Rozdział 4

5K 249 11
                                    

Następnego dnia obudziły mnie promienie słoneczne atakujące moje jeszcze zamknięte oczy, wpadające przez okno. Z lekkim ociąganiem się wstałam z mojego wygodnego łożka.

Dzisiaj muszę poszukać jakiejś pracy, nie mogę całe życie być uzależniona od portfelów rodziców.

Przeciągnęłam się i skrzywiłam się na odgłos strzykania mojego kręgosłupa. W pierwszej kolejności poszłam do łazienki i zamknęłam za sobą drzwi, rozebrałam się z mojej pidżamy, która składa się ze starej, szarej, za dużej na mnie, męskiej bluzki z białym nadrukiem znaczka Nike i z czarnych legginsów. Weszłam pod prysznic i stanęłam pod natryskiem delektując się gorącą wodą uderzającą w moje plecy. Przeanalizowałam dokładnie wczorajszy dzień. Po wyjściu Justina ze Starbucksa z tajemniczą Jazzy posiedziałam tam jeszcze 10 minut i poszłam spacerowym krokiem pod studio fitnessu bo w końcu tam zostało moje auto, a Justin nawet nie pofatygował się by mnie tutaj podwieźć.

Kończąc spłukiwanie z siebie resztek szamponu i żelu pod prysznic wyszłam z kabiny i sięgłam po dwa białe ręczniki.
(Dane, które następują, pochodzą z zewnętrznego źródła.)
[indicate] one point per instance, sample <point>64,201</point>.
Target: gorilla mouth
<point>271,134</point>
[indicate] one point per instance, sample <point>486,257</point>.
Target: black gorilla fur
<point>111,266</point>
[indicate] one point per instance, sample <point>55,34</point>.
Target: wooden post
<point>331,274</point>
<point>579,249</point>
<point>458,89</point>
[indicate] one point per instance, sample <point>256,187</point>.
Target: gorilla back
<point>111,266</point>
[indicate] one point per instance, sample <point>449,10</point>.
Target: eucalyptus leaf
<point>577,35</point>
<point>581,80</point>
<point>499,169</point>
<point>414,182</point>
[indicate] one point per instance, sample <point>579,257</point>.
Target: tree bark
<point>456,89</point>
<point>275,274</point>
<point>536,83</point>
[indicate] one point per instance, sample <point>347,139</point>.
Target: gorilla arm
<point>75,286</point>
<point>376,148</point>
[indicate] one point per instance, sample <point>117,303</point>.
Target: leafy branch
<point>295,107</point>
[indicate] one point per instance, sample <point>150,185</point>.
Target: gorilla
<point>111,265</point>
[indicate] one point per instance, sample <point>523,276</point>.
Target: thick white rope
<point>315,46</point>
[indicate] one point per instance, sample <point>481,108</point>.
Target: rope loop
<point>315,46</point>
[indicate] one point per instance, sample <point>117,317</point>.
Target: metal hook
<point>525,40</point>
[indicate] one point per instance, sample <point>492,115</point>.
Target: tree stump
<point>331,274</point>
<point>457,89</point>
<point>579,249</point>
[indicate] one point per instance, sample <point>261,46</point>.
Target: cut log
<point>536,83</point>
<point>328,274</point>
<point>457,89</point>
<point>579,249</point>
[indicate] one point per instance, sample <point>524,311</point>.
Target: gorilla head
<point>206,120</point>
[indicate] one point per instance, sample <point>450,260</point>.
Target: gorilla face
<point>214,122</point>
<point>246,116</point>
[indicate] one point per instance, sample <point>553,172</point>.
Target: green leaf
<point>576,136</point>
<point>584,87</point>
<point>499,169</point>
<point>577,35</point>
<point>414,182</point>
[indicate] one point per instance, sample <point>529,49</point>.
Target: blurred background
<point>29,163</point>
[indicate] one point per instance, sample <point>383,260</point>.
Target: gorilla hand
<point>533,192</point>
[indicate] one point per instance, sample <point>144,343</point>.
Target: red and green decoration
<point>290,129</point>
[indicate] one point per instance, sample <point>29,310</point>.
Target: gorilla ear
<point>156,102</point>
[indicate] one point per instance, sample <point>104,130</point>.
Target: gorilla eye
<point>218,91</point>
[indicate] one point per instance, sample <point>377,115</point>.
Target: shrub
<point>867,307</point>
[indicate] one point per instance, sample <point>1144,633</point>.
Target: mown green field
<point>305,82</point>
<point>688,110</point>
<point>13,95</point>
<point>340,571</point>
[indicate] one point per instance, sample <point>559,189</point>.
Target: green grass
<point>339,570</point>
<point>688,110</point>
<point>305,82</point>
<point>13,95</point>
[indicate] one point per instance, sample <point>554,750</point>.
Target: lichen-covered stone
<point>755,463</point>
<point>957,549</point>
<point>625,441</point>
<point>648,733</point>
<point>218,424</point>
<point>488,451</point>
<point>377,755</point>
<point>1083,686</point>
Z jednego zrobiłam 'turban' na głowę, a drugim porządnie się wytarłam i szczelnie owinęłam. Przeszłam spowrotem do mojego pokoju po ubrania. Z szuflady na bieliznę wyciągnęłam czarne koronkowe majtki, pasujący do nich stanik i białe skarpetki-stopki. Zrzuciłam z siebie ręcznik i ubrałam to wszystko. Później podeszłam do mojej dość sporej szafy i wyciągnęłam z niej niebieskie rurki z wysokim stanem i szarą, krótką bluzeczkę na ramiączkach*. Wzięłam moje białe, zwykłe trampki i i wszystko na siebie założyłam. Po drodze do drzwi z szafki wzięłam jeszcze mój portfel, klucze, telefon i CV.
Jako że mieszkam w bloku, wyszłam na sień i zamknęłam za sobą drzwi na klucz.
Wyszłam na dwór i poczułam powiew świeżego powietrza. Nie wiem gdzie dokładnie idę, ale idę.
Szłam chodnikiem z kostki przed siebie. Może na drzwiach jakiegoś czegoś będzie pisało, że szukają pracownika.

Po 15 minutach spaceru zauważyłam karteczke "potrzebny nowy pracownik" na drzwiach jakiejś kawiarenki. Już miałam wchodzić do środka kiedy usłyszałam piosenkę Rihanny - Bitch Better Have My Money, co znaczy, że dzwoni mój telefon. Popatrzałam na wyświetlacz i zobaczyłam imie mojej przyjaciółki. Odebrałam.
-Haaaaalo? - powiedziałam przeciągając 'a'.
-Hejka Charlie. Widzimy się dzisiaj? Musisz mi opowiedzieć o tym co wczoraj było takiego ważnego. - przewróciłam oczami, choć ona i tak nie mogła tego zobaczyć.
-Tak, jasne, że się widzimy. Tylko nie teraz. Może wpadniesz do mnie około 18?
-Okej, to do zobaczenia!
Rozłączyłam się i pchnęłam szklane drzwi. W środku jest bardzo ładnie i przytulnie. Ściany są jasno brązowe, jest dużo małych stolików a w przestronnym pomieszczeniu jest bardzo jasno. Podeszłam do uśmiechniętego chłopaka, wygłądał na 20 lat i stał za ladą.
-Dzień dobry, co podać?- zapytał nieco monotonnym glosem.
-Ja w sprawie pracy. - na to, co powiedziałam od razu się rozchmurzył.
-Poczekaj chwilke - odszedł dwa kroki od kasy- Mamo!! - podszedł z powrotem i wyciągnął rękę nad ladę - Natan jestem. - wyszczerzył zęby.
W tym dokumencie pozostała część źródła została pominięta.